Seit 1859 pilgern die Winterbacher jedes Jahr zum Wallfahrtsort Eberhardsklausen an der Mosel, um ein Gelübde zu erfüllen. Dieses Jahr fand die 166. Wallfahrt statt, um an das Versprechen der Vorfahren zu erinnern, das Dorf vor weiteren Seuchen zu bewahren.
Im Jahr 1858, als die Rinderpest das Dorf heimsuchte, versprachen die Bauern, jährlich zu pilgern, wenn das Dorf von weiteren Plagen verschont bliebe. Auch im Jahr 1944, als nur ein einziger Pilger den Weg nach Klausen auf sich nahm, wurde das Gelübde nicht unterbrochen.

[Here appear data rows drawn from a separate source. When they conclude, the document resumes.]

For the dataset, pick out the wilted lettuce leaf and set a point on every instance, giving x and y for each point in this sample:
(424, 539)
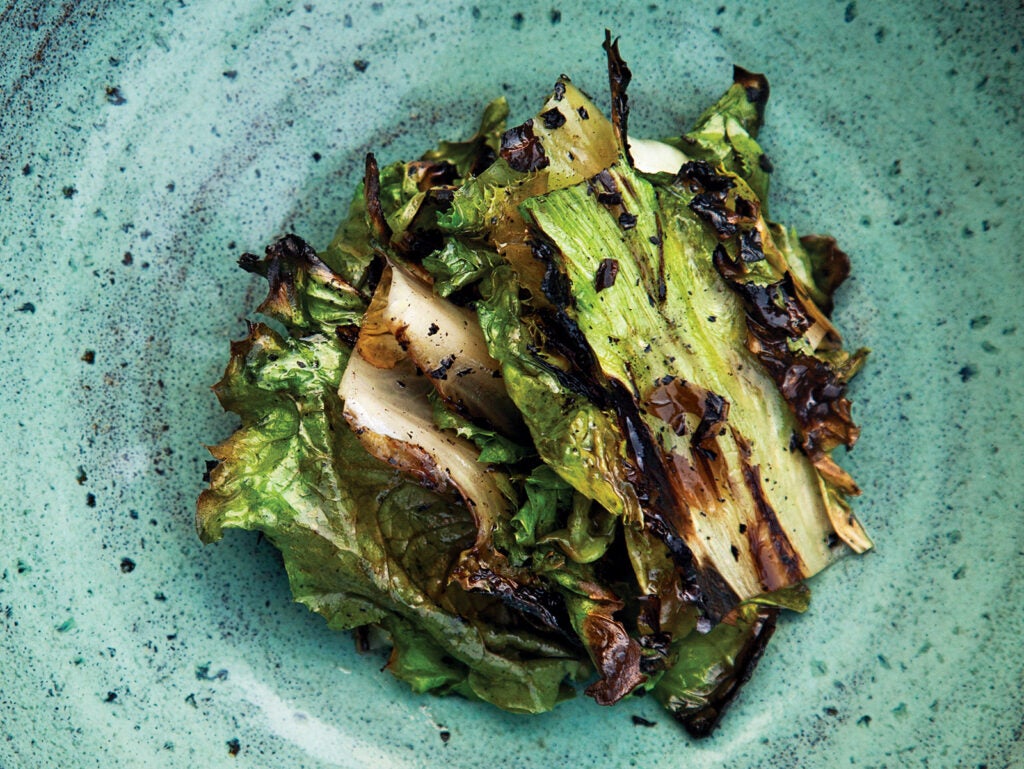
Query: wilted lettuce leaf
(541, 416)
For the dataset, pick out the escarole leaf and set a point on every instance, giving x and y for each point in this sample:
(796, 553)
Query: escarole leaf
(556, 404)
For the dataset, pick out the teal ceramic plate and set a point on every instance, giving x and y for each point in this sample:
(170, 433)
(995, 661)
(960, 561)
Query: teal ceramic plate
(145, 145)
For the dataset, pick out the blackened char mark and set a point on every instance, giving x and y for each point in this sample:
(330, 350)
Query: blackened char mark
(372, 185)
(772, 305)
(751, 249)
(553, 119)
(554, 284)
(829, 265)
(715, 411)
(814, 391)
(619, 80)
(699, 176)
(616, 656)
(674, 398)
(430, 174)
(710, 195)
(756, 86)
(811, 387)
(658, 241)
(713, 211)
(778, 564)
(522, 150)
(666, 507)
(544, 607)
(607, 270)
(702, 722)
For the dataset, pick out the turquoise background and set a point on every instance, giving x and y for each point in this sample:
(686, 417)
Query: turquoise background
(144, 146)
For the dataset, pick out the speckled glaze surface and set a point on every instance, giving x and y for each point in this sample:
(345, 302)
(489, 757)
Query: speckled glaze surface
(143, 146)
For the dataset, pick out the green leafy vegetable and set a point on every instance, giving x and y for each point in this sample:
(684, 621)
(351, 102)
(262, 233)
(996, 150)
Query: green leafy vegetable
(555, 404)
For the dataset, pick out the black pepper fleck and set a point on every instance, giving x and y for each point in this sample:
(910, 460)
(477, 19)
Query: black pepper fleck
(114, 95)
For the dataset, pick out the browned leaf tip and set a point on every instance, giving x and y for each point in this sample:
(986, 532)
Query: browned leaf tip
(372, 187)
(619, 79)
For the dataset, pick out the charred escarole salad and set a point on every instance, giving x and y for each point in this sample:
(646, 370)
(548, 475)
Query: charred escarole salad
(556, 406)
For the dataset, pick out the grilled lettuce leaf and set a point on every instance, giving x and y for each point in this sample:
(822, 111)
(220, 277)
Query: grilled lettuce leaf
(555, 404)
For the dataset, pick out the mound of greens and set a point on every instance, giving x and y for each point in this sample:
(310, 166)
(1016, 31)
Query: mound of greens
(555, 406)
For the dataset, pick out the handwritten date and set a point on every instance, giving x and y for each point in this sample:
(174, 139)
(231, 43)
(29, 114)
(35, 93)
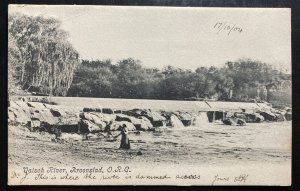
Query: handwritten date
(226, 27)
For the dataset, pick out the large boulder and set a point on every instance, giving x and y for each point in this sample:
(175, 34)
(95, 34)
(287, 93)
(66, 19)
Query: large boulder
(117, 126)
(185, 117)
(90, 127)
(143, 124)
(234, 121)
(268, 116)
(175, 122)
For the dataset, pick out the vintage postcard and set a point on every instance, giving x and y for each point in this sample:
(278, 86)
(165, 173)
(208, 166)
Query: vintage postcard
(119, 95)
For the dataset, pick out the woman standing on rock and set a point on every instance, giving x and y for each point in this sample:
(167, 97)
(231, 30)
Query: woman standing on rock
(125, 143)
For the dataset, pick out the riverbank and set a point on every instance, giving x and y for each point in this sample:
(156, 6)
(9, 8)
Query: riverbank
(217, 143)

Junge und Alte gemeinsam unterwegs
Dieses Jahr machten sich etwa 60 Teilnehmer, darunter auch Bewohner benachbarter Dörfer, auf den 76 Kilometer langen, zweitägigen Fußmarsch. Besonders erfreulich war die Teilnahme junger Leute, wie der dreizehnjährigen Paula Riefer, die die Strecke ebenso meisterte wie ältere Teilnehmer über 70 Jahren.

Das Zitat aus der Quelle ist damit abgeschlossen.